There is intense interest in energy in the city and region for both economic and environmental reasons. Energy conservation and development of alternative sources of energy can deliver benefits in both categories. The New York State Energy Research and Development Authority (NYSERDA) recently opened an office in downtown Buffalo, and has designated Main Street as a Rebuild New York Community Energy Target Zone. Their partners include the U.S. Department of Energy, the U.S. Environmental Protection Agency, the New York Power Authority, and the University at Buffalo Green Office and School of Architecture and Planning. 

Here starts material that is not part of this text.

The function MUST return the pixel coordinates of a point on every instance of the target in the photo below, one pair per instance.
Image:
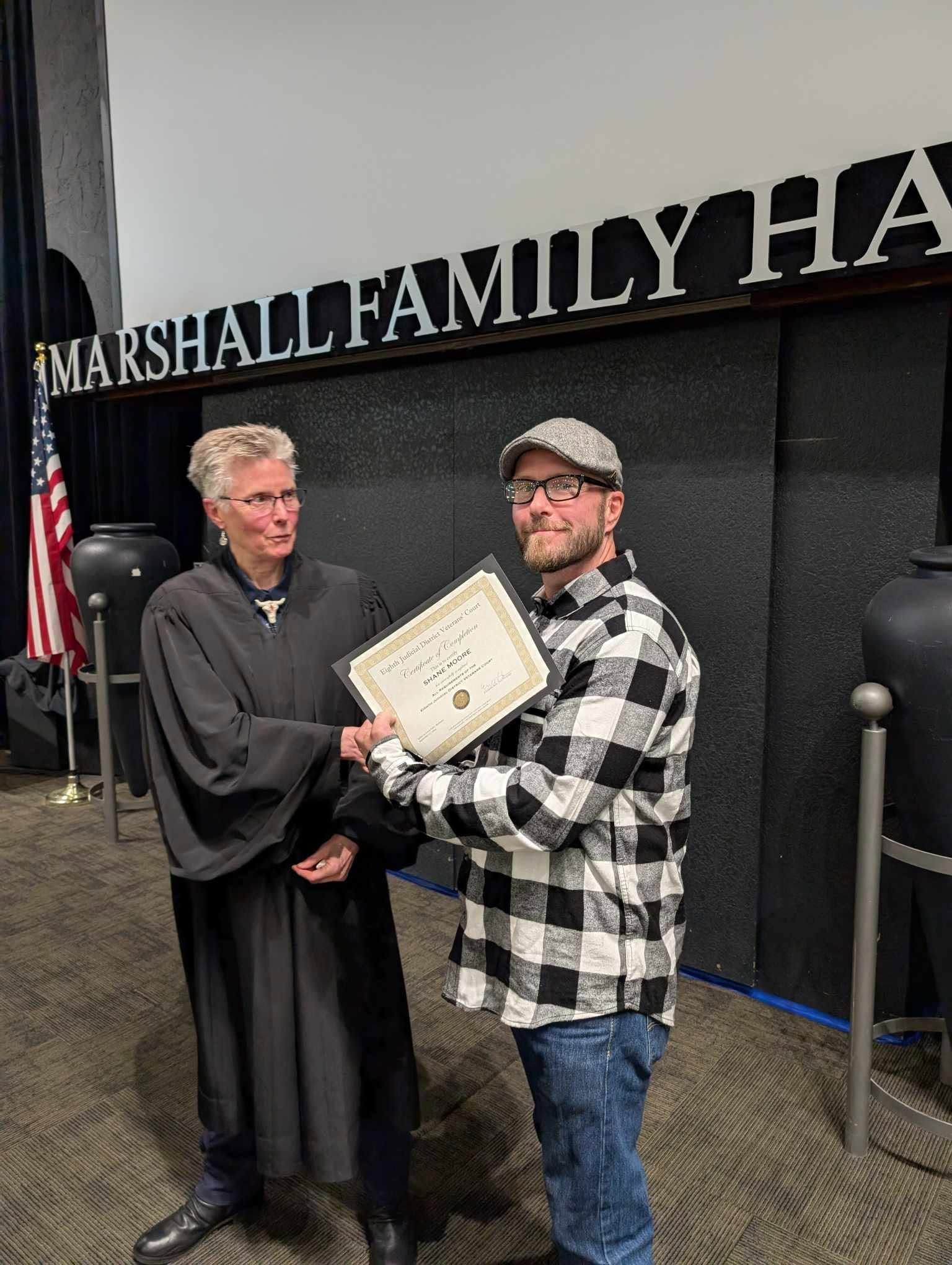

Erie County has taken the lead locally in promoting energy efficiency and incorporating green design and construction practices into its facilities. The State of New York is applying a similar policy. The regional trades union council has proposed a district heating system for downtown Buffalo, and others have proposed an urban wind farm. The Queen City Hub Action Plan calls for two “Green Building” demonstration projects Downtown, one for a major new building and one for redevelopment of a major existing building. 

1.6.13 Telecommunications

The city is well served by telecommunications infrastructure and holds a competitive edge in certain areas such as fiber optics. The Buffalo region has more than 80,000 miles of fiber optic line laid and managed by private companies, making it the fifth best-equipped region in the world. Fiber optic technology enables individuals to network with each other at high speeds – regionally, nationally, and globally – providing a useful tool for those whose business activities require such connections.